The home was modest, the other invited guests were interesting and congenial, but the real draw of the evening was the view. Floor to ceiling windows offered a panoramic look at green fields and a small orchard near the base of this peak, a wandering highway and country houses in the middle distance. A sweep of forest interrupted narrow swaths of hay ground, and acres of pasture. Rectangular golden patches, set at intervals across it all were fields of wheat awaiting harvest. It reminded me of the way Google Earth provides a look at places I will never visit in person—and yet, I had traveled through that same area only minutes before—without seeing it at all. I was getting a new perspective.

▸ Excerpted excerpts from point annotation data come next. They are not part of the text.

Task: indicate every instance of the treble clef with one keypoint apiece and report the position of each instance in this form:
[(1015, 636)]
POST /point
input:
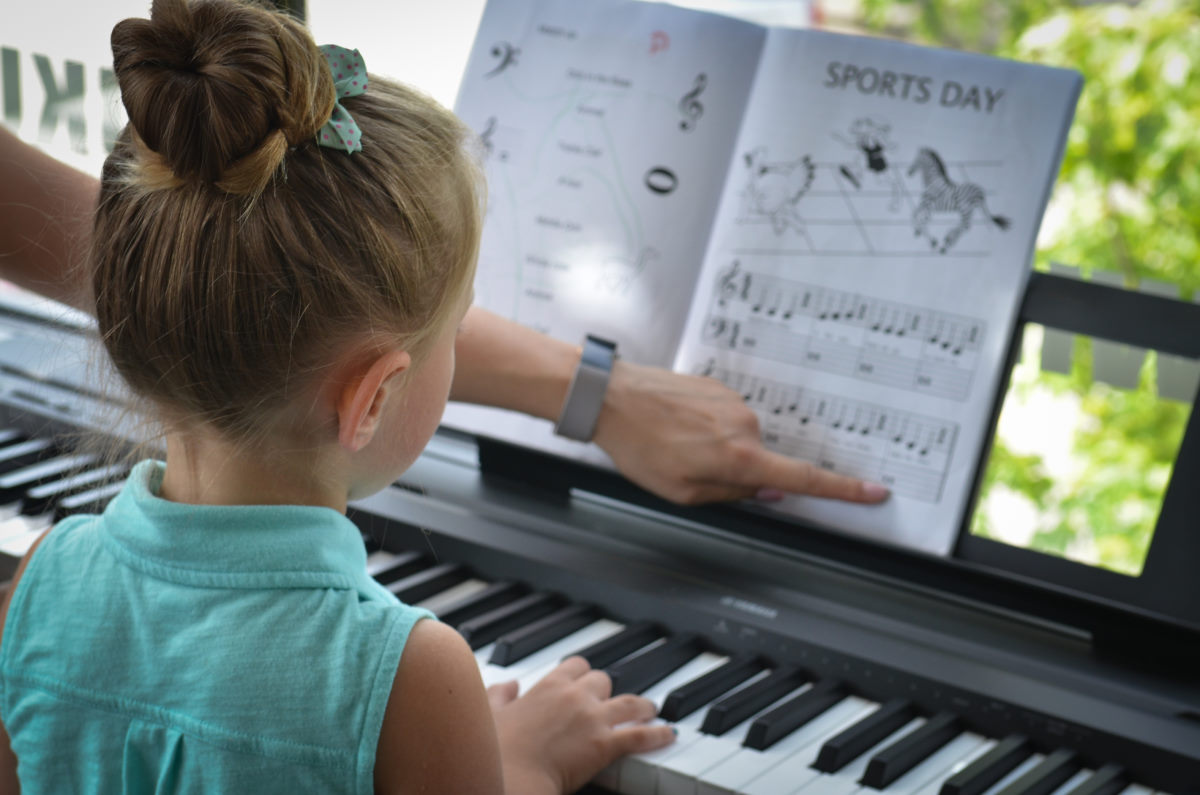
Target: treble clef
[(726, 288), (505, 55), (690, 106)]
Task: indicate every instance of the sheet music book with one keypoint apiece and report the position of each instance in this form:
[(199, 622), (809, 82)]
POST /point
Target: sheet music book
[(838, 227)]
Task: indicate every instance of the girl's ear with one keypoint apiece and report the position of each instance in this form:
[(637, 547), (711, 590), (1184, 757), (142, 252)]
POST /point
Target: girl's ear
[(364, 395)]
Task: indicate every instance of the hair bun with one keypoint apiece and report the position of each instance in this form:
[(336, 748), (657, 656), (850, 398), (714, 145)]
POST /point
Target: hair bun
[(219, 89)]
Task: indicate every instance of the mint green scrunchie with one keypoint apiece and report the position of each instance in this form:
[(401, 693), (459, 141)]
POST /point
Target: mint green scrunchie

I offer this lengthy explanation of traveling fewer than ten miles in order to illustrate how utterly different things can look from a new vantage point. Taking in the sights from that wall of tall windows, I realized that my perspective had been small while down on the highway, but had been suddenly expanded and lengthened in ways that caused me to wonder what else I might be missing from the closed in view “below”. While on the hilltop, I could recognize a few individual locations—a singular barn close to the road, for example—but in one glance I was aware of hundreds of points that I had completely failed to see before. From the high ground, I became aware of the way the terrain changed from one section to another, and how they connected at fence rows or diverged along small streams—I had missed all that in passing. Up close, I saw individual scenes, but from the high ground, it was a singular, consecutive and understandable landscape.
Being at this elevated location brought with it an insight that should have been obvious from any location, but the physical experience was an illustration that could not be missed. I recognized that life can be looked at as individual situations, problems, relationships in the same way that I passed through neighborhoods, country roads and lanes. With the help of a more philosophical view, life can be seen more as an understandable landscape that has discrete but interconnected parts, in much the same way the unobstructed vista became understandable from the hilltop. Of course, in this time of pandemic crisis, I am focused like everyone else on issues of safety and health. I tune in to be more proactive in my response to the outbreak. Those are the lowland, individual views of life right now. But I also have the option of looking at it all through the perspective of higher ground—a philosophical view that is not quite so constricted, specific or scary.
Like that wall of windows offering a view that stretched for miles—if I slow my thoughts and fears long enough to allow it—I can see how staying at home, social distancing, and giving greater attention to cleaning, is but one portion of the landscape of my life. The high ground perspective lets me see more. I might even perceive little perks available right now: an extra hour of sleep maybe, or the joy in video chatting with a friend. I can take the perspective that this is like camping (without, I’m glad to say, insects, sleeping on hard ground or cooking over a fire). I am doing many ordinary activities but doing them in an alternative place, and doing them in an unfamiliar way. When I think of it like this, I feel more in control and sense the flexibility I have to manage the situation. It leaves me free to recall other times when I’ve faced challenges, or dealt with the emotions that go with being in unfamiliar circumstances.
I can’t control the virus, or the news reports about it. I can’t control how stores will address the need for various products, or keep my neighbor from buying ten times what he needs. But I can create reminders for myself that life is bigger than this moment, bigger than this month or even this one year. I have begun silently repeating to myself the phrase, “Look out a bigger window,” as a way to focus my thoughts on something outside myself, bigger than my own concerns, longer lasting and maybe more philosophical than what is right in front of us. From that perspective, I can relax a bit. I’m not in denial of the danger or devastation, but I am seeing more of the expansive landscape of living.